И существует еще одна возможность, кроме его поимки, единственный выбор: остановиться. Представь себе, как заяц поворачивается к собакам и устремляется на них, безрассудно и решительно. Или как ты сам выныриваешь из воды или бросаешься на толпу. Представь себе их изумление! Представь себе, как резко ты останавливаешься, как поворачиваешься, как бьется обуянное ужасом сердце. Повернись сейчас, в это мгновение, в эту ночь, отмеченную повторным явлением полковника, и это будет тем же беспорядочным поиском пищи, который привел их к Прато. Повернись к ним.

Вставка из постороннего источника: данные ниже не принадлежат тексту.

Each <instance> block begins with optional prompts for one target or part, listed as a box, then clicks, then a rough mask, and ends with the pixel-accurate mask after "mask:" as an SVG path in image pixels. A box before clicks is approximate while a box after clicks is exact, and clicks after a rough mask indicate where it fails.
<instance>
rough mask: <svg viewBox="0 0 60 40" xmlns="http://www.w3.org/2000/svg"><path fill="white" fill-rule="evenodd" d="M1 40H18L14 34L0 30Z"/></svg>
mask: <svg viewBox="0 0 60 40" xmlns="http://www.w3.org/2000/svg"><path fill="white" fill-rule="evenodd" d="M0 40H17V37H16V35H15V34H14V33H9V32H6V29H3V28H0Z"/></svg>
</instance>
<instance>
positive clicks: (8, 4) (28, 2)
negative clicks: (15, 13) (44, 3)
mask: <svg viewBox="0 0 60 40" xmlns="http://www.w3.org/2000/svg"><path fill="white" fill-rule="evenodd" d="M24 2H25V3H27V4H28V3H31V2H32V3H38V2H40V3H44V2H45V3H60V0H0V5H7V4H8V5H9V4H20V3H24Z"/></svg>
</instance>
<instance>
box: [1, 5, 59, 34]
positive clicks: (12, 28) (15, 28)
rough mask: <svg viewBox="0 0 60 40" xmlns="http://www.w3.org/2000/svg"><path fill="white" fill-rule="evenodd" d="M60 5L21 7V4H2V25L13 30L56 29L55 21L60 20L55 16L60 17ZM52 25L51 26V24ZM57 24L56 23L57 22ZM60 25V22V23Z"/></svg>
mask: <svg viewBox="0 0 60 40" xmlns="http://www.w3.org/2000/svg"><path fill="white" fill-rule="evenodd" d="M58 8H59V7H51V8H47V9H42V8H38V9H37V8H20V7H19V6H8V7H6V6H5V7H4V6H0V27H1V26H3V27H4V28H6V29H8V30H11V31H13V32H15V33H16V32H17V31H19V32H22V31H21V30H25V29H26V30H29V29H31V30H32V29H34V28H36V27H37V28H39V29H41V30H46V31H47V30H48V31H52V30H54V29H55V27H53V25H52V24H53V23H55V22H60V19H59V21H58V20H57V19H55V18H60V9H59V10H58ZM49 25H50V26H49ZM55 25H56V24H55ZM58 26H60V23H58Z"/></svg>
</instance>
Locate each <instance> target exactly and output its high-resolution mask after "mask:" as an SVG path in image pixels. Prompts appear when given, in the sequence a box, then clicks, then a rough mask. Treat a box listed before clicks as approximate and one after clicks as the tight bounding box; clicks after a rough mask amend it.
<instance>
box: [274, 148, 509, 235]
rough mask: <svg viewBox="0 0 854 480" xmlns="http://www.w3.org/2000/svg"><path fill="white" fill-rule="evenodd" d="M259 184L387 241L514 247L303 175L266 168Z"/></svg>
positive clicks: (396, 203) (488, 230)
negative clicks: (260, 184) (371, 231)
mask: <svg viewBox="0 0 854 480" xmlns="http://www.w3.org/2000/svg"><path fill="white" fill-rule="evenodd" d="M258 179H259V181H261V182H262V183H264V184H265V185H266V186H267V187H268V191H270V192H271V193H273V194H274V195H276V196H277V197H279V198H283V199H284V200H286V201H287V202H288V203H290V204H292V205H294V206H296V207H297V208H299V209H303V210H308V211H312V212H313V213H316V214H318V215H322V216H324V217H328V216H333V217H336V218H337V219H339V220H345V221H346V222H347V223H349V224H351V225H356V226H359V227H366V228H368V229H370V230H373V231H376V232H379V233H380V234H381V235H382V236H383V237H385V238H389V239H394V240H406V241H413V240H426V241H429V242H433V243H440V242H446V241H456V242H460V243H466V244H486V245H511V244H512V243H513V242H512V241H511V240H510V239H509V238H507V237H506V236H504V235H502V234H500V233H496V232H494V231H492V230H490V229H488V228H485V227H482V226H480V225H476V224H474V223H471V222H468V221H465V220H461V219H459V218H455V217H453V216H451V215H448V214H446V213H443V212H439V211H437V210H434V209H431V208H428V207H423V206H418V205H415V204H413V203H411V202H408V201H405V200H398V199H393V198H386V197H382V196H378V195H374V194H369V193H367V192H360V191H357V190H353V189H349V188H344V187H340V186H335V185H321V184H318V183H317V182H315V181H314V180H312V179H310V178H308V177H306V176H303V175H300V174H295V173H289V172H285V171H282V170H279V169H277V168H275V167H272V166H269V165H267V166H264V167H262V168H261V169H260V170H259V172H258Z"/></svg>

Но это ничего не принесет. Храп Бернардо все продолжался, изредка прерываясь бульканьем и сдавленным сглатыванием. На марше с ними был один тип — аркебузир по имени Яджетто, который всегда носил при себе холщовый мешок, перекинутый через плечо. Каждую ночь он исчезал, а когда на следующее утро появлялся, то мешок его вновь был полон, содержимое так и выпирало через тонкую ткань. Когда становилось жарко, от мешка воняло. Никто с ним об этом не заговаривал, никто не пытался ему воспрепятствовать. Его избегали, он был в стороне от всех. То, что кто-то может, что могли бы люди вообще, и они сами, если бы… При таких обстоятельствах отпускаются поводья. Когда смотришь на то, на что смотреть нельзя, у тебя безвольно открывается рот. Это возможно, но лишь потому, что этого никогда не случится: такая возможность лишь мыслима, но мысль об этом отвратительна. Бесполезно думать об этом. Они втроем, он, Бернардо и Гроот, стояли с пиками наготове, и вся их рота подтянулась тоже, все войско раскинулось на равнине перед стенами города и замерло в ожидании, изнуряемое липкой жарой. Бóльшую часть утра бухала и выпускала клубы дыма пушка, установленная в стороне от их левого фланга, и время от времени попадала в воротную башню. Тогда они приободрялись, но канонада была беспорядочной — так, для вида. Им никто ничего не говорил.